Springfield, Ohio - The Ohio Board of Regents Thursday, Nov. 16 approved a Master of Arts in Education degree program at Wittenberg University. The program, designed to provide professional advancement for teachers, is unusual in its focus on collaboration with working teachers and for its emphasis on building teachers’ leadership skills.
The new master’s program is the only current graduate degree offered at Wittenberg and the first since the early 1980s.
The program is a new model for graduate education which serves to meet the range of challenges faced by working teachers. It is also a model for professional collaboration between colleges and schools which is intended to develop leadership among teachers for school reform.
“This new program builds on Wittenberg’s strengths in teacher education and is part of the university’s commitment to service in the community,” said Wittenberg President Baird Tipson.
The master’s program will formally begin accepting students for fall semester, 2001. The program is expected to enroll up to 20 students each year.
In addition to degree-seeking students the new program will provide opportunities for many more teachers to take graduate-level professional development courses designed to improve instruction, Welker added.
Although Wittenberg’s focus is on excellence in undergraduate education, the long and close collaborative relationship with public schools in the Springfield area made the extension of that relationship to graduate studies a natural development, according to Robert Welker, professor and chair of education at Wittenberg.
“One of the first things we did was to ask local teachers and school administrators what they thought teachers need to know and need to be able to do,” Welker said. “The answer was that they needed skills to cope with the incredible variety and demands of an ever-changing student population.”
“Social, cultural, economic, and ethnic factors combine, especially in an urban school environment, to create difficult cultural and social landscapes,” Welker said. “Without understanding the implications of that dynamic environment, effective learning seldom takes place.”
One of the most important elements of the graduate program will be research requirements that will develop teacher skills in assessing the results of their teaching strategies in terms of student learning and personal development.
This program will also stress teacher leadership in sharing successful teaching techniques in schools. “Teacher leaders must not only possess content knowledge, but they must also have the skills necessary to form effective collaborations,” Welker explained. “They are able to share this knowledge in ways that improve the work of their colleagues and the schools where they work.”
Many area teachers were educated at Wittenberg and the university’s community education courses and education seminars have continued to serve the needs of working professional teachers.

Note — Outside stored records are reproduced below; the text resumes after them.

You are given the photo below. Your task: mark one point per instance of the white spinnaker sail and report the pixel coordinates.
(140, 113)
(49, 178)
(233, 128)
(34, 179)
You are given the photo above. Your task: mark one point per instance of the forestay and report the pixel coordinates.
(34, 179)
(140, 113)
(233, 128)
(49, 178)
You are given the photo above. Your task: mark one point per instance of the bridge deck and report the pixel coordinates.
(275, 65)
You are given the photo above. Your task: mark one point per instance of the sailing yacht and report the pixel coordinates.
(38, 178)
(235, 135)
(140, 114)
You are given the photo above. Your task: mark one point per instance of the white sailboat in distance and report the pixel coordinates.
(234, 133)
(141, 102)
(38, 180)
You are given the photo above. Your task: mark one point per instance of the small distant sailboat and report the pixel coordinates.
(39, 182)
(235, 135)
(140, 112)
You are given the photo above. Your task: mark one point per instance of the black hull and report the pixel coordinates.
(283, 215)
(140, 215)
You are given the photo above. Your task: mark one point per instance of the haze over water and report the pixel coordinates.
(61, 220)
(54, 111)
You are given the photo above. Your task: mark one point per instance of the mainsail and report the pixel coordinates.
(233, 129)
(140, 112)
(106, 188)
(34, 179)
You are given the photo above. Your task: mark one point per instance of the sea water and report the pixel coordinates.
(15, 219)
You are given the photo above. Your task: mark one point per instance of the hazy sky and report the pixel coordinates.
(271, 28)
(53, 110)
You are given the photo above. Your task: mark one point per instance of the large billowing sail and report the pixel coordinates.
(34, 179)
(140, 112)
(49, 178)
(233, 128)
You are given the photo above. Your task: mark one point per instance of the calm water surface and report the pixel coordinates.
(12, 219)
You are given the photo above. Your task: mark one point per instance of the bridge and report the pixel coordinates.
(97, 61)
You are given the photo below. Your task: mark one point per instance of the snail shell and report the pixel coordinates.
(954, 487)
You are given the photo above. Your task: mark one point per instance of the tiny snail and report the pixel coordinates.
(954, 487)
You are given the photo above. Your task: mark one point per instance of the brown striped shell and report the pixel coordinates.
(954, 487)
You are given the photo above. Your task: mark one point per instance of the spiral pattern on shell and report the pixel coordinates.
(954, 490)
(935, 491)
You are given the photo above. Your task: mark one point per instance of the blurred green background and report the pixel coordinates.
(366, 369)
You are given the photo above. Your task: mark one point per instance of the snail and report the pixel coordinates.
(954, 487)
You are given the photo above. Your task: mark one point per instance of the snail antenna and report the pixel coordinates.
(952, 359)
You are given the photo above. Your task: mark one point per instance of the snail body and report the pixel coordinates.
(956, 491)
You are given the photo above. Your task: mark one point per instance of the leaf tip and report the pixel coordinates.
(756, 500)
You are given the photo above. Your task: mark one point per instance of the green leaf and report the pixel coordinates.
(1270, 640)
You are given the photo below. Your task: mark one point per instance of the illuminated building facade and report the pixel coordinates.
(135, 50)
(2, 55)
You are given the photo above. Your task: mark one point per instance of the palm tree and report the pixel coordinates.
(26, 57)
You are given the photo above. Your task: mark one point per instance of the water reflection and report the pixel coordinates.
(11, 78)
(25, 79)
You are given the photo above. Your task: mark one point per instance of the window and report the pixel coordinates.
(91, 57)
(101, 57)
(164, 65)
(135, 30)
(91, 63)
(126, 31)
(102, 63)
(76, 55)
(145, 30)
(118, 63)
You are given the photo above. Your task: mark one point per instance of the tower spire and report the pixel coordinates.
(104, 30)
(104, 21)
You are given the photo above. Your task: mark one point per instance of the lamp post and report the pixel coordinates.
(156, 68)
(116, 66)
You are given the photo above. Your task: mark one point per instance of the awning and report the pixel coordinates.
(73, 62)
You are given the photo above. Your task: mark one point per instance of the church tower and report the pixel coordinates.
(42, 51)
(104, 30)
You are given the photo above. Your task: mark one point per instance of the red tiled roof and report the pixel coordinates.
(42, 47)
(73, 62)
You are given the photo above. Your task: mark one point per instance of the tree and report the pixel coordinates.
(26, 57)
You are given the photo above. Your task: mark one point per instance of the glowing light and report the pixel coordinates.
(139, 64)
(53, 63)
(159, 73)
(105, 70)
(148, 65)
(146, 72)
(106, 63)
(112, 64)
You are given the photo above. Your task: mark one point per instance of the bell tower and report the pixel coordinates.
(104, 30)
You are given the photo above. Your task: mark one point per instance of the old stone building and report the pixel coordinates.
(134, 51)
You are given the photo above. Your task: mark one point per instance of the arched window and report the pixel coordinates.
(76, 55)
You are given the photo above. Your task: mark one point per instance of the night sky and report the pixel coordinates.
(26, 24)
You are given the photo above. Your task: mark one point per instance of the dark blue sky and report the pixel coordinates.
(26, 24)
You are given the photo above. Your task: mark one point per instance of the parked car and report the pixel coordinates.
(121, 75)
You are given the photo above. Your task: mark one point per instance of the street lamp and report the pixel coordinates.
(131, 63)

In 1997 the Center for Professional Development was in partnership with the Springfield City Schools (SCS) to offer courses, conferences and visiting speakers which serve to tie Wittenberg’s resources to the daily needs of practicing teachers, Welker said.
In January, 1998 a second partnership, the Springfield-Wittenberg Teacher Institute was established with the SCS through which master teachers and administrators of the urban school district helped with early curriculum development for the new master’s degree program.
In the fall of 1998 the Institute formed the Wittenberg Fellows program, a core of teacher leaders from the community who were part of the effort’s first graduate course offered through the University of Dayton.